You can buy 1,000w monoblocks for each speaker and be fine. Just don't go beyond their limitations. (play too loud).


----------



## Blainetsuds (Feb 12, 2013)

How loud is too loud ?


----------



## jrfan (Feb 21, 2016)

I would stay under your center maybe 180 but do you need that much power.


----------



## Blainetsuds (Feb 12, 2013)

That is funny my wife said the same thing. I was thinking ahead to possible speaker upgrades. Which may have higher watt ratings.


----------



## chashint (Jan 12, 2011)

What other equipment do you already own?


----------



## Savjac (Apr 17, 2008)

Talley is correct, you can have any highly rated, high power amp you wish as long as you don't listen too loud and destroy the speakers themselves. As far as what is too loud ? I think your ears should tell you this.


----------



## Blainetsuds (Feb 12, 2013)

Thanks everyone for your advice.


----------



## Todd Anderson (Jul 24, 2009)

Blainetsuds said:


> How loud is too loud ?


Don't push the speakers beyond their limits. You'll know it when they get close.


----------



## Blainetsuds (Feb 12, 2013)

Ok Todd , thanks.


----------



## tesseract (Aug 9, 2010)

I am pushing small monitors with an Emotiva XPA-2 Gen 2 amp, no issues and clipping is a thing of the past!

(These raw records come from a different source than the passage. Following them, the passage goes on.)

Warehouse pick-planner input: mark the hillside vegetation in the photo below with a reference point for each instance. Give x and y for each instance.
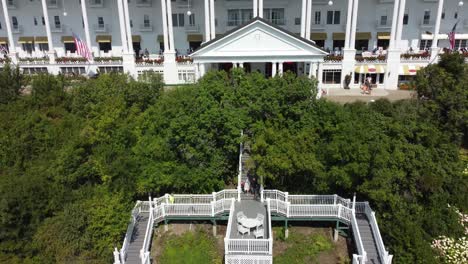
(74, 156)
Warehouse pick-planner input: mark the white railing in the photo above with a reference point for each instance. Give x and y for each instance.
(128, 234)
(144, 252)
(258, 259)
(358, 240)
(384, 256)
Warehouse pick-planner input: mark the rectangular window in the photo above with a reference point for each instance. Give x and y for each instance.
(461, 43)
(427, 17)
(57, 22)
(331, 76)
(333, 17)
(146, 22)
(425, 44)
(192, 20)
(383, 20)
(317, 17)
(233, 17)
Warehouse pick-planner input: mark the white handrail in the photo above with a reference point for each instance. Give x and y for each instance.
(384, 256)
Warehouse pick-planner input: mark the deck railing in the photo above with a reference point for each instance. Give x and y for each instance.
(384, 256)
(144, 252)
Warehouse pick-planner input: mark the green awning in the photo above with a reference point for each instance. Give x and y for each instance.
(318, 36)
(338, 36)
(363, 35)
(195, 37)
(103, 38)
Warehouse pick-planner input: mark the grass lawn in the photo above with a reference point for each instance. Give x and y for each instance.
(194, 247)
(303, 247)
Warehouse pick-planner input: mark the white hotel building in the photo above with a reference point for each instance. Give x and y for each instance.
(388, 40)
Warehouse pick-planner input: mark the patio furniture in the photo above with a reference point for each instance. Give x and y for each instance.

Get as much power as you can afford.


----------



## Blainetsuds (Feb 12, 2013)

Thanks tesseract.


----------



## tcarcio (Jun 27, 2007)

I have run 100w speakers with a 500w per channel amp with no issues. Like mentioned just don't overdrive them. Use common sense and don't let your drunk friend run the controls. It is better to have more power and headroom than to underpower them. If you underpower them and you keep straining the amp to get to the level you want you will introduce distortion and that will blow a speaker faster than more power used correctly.


----------



## Blainetsuds (Feb 12, 2013)

Thanks tcarcio.


----------



## Hank Perkins (Jun 6, 2016)

tesseract said:


> I am pushing small monitors with an Emotiva XPA-2 Gen 2 amp, no issues and clipping is a thing of the past!
> 
> Get as much power as you can afford.


IMO too much power??? Are you kidding???

With home theaters we go from very quiet to very loud scenes. This places strains on amplifiers and speakers. Fast, high power amplifiers are the key to great home theaters.

With two channel music you will rarely see amplifiers pump out over 50 watts depending on the speakers (efficiency less than 87db) in a home environment. But with theaters that number can get significantly higher than that at reference SPL. Polk speakers love power.


----------